Windows Server 2003 SP1 to Feature New Security Tool
In a briefing this week with Microsoft, I was told that the first service pack for Windows Server 2003--due in December--will include a roles-based Security Configuration Wizard that will provide administrators with a definitive list of the services required for each Windows 2003-based server. The wizard will be based on an XML database that includes information about Windows 2003, Exchange, SQL Server, and other Microsoft products. When you configure the server to perform certain roles, the wizard can shut off any unnecessary services, taking the guess work out of what used to be a very complicated process. Additionally, the company tells me the tool can be used to shut down any ports not required by the assigned server roles, further increasing the integrity of the system.

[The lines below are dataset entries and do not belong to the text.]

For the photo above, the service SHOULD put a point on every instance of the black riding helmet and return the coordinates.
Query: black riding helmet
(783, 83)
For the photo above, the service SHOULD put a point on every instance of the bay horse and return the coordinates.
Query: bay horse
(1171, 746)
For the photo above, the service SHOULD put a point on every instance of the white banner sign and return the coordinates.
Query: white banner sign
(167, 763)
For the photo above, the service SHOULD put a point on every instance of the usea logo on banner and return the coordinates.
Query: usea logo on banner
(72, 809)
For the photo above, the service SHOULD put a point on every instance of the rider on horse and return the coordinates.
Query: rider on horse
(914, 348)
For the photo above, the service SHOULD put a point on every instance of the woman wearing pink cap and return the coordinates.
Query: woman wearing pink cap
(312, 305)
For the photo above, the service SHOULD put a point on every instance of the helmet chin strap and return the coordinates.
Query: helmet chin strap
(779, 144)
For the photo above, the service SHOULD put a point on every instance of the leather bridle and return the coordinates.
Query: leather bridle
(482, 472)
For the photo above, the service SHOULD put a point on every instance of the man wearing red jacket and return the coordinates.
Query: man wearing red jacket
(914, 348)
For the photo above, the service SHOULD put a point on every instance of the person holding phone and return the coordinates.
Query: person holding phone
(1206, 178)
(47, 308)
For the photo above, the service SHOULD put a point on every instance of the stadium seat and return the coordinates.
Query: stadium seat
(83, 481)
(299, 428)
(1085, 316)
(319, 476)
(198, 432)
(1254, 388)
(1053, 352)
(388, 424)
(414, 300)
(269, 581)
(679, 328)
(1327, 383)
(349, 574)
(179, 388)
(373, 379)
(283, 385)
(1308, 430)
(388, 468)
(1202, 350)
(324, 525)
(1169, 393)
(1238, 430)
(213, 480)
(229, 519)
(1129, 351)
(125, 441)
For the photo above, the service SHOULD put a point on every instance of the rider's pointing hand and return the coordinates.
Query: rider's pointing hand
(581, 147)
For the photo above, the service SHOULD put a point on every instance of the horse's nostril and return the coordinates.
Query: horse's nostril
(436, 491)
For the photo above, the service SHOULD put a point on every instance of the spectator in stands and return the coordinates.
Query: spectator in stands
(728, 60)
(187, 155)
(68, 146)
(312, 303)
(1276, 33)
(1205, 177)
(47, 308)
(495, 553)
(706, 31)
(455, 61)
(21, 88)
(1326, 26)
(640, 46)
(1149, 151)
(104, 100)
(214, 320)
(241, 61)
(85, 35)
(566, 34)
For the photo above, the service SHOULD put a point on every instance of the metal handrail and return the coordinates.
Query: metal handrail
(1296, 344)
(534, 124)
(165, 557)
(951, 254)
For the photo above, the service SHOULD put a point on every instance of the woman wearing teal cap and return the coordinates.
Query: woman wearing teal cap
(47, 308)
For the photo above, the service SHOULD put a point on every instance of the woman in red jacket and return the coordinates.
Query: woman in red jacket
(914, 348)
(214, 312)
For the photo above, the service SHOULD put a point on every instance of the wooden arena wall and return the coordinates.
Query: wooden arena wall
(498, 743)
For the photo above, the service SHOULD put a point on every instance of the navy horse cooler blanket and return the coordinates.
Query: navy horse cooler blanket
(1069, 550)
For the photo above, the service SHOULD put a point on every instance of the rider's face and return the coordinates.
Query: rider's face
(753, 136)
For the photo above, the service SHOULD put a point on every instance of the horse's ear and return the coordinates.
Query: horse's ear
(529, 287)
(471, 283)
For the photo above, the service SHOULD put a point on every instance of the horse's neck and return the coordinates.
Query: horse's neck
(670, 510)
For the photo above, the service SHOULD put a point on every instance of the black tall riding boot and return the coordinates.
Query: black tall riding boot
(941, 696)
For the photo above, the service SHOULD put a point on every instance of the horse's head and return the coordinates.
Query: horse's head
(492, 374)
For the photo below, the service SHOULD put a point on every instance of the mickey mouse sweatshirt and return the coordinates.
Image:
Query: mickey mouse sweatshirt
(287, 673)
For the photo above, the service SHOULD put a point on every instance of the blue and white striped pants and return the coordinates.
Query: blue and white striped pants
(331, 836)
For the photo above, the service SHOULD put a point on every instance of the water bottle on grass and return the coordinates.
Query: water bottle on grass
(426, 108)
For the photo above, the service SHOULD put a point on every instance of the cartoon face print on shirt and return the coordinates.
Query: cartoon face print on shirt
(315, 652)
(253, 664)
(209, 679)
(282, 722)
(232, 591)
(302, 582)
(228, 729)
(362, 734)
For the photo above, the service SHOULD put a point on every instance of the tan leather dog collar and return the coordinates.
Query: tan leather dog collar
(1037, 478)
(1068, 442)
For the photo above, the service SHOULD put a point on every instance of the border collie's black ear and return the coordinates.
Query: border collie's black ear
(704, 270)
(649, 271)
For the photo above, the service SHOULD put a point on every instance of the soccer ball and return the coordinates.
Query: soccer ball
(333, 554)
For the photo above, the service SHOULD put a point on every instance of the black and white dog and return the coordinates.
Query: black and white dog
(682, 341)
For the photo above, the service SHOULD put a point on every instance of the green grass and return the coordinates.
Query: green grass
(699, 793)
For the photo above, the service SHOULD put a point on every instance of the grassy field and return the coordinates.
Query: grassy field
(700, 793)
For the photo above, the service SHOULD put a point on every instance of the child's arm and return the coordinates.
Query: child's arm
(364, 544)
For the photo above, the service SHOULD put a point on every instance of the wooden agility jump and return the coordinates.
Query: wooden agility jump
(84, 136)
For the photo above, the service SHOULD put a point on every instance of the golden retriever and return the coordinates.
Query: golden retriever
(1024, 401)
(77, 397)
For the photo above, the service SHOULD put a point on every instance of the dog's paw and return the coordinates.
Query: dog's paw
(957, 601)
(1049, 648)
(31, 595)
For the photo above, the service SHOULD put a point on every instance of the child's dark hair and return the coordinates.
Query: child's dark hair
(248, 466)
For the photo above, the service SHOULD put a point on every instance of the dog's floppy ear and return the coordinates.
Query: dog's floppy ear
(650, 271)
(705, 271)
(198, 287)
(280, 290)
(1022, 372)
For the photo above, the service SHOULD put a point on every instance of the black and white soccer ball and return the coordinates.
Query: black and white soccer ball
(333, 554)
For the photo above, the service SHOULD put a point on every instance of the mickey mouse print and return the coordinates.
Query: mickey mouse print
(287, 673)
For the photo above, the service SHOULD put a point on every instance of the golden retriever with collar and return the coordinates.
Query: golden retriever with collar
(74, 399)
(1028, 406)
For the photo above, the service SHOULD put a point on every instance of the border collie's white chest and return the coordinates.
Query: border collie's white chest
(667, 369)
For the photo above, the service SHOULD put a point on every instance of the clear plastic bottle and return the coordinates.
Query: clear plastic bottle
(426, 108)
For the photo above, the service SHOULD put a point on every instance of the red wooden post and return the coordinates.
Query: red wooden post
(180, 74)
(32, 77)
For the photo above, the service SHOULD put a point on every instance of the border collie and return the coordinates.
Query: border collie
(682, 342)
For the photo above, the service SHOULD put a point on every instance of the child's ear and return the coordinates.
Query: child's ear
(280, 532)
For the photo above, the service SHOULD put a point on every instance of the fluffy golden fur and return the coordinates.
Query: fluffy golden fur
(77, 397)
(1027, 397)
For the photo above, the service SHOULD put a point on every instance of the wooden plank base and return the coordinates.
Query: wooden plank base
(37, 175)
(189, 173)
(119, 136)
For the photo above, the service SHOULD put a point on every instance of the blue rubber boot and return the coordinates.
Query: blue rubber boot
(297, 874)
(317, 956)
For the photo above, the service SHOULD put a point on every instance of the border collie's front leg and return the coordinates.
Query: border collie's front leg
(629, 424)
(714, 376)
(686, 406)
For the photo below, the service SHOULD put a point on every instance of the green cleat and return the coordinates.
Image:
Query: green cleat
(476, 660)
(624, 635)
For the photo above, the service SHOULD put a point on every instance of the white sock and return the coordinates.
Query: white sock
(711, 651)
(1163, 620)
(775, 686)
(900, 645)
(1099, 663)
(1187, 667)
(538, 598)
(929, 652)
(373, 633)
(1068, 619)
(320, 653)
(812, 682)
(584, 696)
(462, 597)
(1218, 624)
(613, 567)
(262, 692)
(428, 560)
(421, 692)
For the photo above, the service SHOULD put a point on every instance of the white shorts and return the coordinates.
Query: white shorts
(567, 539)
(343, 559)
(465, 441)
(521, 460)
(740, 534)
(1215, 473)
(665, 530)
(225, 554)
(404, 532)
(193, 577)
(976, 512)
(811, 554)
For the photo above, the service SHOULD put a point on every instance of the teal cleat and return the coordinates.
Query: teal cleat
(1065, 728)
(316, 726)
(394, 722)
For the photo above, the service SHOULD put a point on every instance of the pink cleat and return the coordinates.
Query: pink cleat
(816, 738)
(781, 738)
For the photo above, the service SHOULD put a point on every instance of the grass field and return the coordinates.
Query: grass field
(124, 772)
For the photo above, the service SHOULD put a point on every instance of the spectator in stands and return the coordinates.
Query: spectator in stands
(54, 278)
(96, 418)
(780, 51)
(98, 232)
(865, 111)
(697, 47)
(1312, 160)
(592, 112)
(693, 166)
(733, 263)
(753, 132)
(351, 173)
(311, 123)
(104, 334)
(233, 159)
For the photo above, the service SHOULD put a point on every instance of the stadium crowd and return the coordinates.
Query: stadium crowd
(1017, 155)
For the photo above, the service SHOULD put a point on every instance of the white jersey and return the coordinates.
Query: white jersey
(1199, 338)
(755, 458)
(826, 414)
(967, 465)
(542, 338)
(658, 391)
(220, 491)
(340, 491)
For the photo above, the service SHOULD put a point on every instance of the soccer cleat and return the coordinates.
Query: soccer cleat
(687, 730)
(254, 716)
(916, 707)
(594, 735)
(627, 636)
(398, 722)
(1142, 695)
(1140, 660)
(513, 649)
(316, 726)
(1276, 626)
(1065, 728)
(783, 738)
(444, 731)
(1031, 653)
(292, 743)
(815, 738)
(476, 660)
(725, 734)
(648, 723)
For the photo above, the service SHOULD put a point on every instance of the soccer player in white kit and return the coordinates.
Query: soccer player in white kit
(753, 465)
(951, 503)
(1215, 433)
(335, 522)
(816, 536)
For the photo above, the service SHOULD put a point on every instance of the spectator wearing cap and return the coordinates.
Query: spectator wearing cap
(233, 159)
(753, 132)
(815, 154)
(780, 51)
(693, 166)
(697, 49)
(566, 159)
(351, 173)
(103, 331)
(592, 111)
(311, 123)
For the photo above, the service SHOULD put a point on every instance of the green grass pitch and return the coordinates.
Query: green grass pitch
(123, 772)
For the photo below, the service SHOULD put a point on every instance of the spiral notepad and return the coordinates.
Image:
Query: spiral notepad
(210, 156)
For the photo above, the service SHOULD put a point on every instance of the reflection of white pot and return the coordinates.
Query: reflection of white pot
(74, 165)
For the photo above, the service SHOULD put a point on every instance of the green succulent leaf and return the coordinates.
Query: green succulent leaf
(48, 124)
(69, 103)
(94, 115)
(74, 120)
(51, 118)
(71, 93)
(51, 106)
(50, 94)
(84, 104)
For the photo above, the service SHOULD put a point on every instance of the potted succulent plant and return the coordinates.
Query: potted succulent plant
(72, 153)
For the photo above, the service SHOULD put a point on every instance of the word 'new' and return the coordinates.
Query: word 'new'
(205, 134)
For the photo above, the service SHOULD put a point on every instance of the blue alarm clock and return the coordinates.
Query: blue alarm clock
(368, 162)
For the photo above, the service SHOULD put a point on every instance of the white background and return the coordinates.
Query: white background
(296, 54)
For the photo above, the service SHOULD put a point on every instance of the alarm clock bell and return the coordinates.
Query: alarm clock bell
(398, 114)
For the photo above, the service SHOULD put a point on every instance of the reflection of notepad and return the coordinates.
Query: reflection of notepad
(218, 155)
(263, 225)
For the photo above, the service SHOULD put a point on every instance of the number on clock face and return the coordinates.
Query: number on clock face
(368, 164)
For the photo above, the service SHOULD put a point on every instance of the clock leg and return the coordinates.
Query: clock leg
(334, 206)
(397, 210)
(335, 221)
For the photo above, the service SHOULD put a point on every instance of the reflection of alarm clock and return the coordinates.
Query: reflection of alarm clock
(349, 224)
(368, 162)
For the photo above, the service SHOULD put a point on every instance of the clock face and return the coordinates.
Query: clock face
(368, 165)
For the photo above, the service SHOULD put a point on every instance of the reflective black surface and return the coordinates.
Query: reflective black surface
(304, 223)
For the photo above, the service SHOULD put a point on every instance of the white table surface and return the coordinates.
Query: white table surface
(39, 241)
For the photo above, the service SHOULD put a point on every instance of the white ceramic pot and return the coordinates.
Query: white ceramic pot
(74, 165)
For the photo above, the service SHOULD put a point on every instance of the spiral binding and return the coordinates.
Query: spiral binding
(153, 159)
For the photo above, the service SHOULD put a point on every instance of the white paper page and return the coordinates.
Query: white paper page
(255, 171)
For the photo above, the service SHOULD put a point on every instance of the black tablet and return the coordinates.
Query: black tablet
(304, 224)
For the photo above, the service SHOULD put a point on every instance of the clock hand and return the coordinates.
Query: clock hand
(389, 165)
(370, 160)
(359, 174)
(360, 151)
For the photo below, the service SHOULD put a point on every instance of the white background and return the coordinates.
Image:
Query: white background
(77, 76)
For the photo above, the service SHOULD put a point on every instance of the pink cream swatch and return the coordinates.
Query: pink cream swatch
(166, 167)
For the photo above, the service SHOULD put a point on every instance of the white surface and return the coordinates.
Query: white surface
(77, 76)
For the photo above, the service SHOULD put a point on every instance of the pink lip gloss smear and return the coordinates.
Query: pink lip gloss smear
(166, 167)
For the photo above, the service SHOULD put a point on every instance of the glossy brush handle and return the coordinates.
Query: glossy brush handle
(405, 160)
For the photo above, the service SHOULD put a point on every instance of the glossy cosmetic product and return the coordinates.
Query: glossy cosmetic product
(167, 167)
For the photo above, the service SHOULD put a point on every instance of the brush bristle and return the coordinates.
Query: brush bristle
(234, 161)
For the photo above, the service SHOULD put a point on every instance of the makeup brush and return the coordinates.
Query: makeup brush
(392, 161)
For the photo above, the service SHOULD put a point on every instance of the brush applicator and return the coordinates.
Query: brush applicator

The Security Configuration Wizard for Windows Server 2003 will work in two different modes. In the simplest mode, the wizard will automatically identify the roles assigned to the server by evaluating what services are running and which roles were previously configured. After evaluating the running services, the wizard will then inform the administrator about which unnecessary services are running and offer to shut them down. In a more restrictive mode, the administrator can simply tell the wizard which roles should be assigned to the server, including such things as Web server, DNS server, or directory server. The wizard will then shut down any unneeded services.
An interesting user interface in the wizard can display the list of running services as well as which services are required by the currently assigned roles, helping administrators understand what is often a confusing set of dependent services. Also, it can open and close ports on the server, again based on roles, and block traffic to unnecessary ports.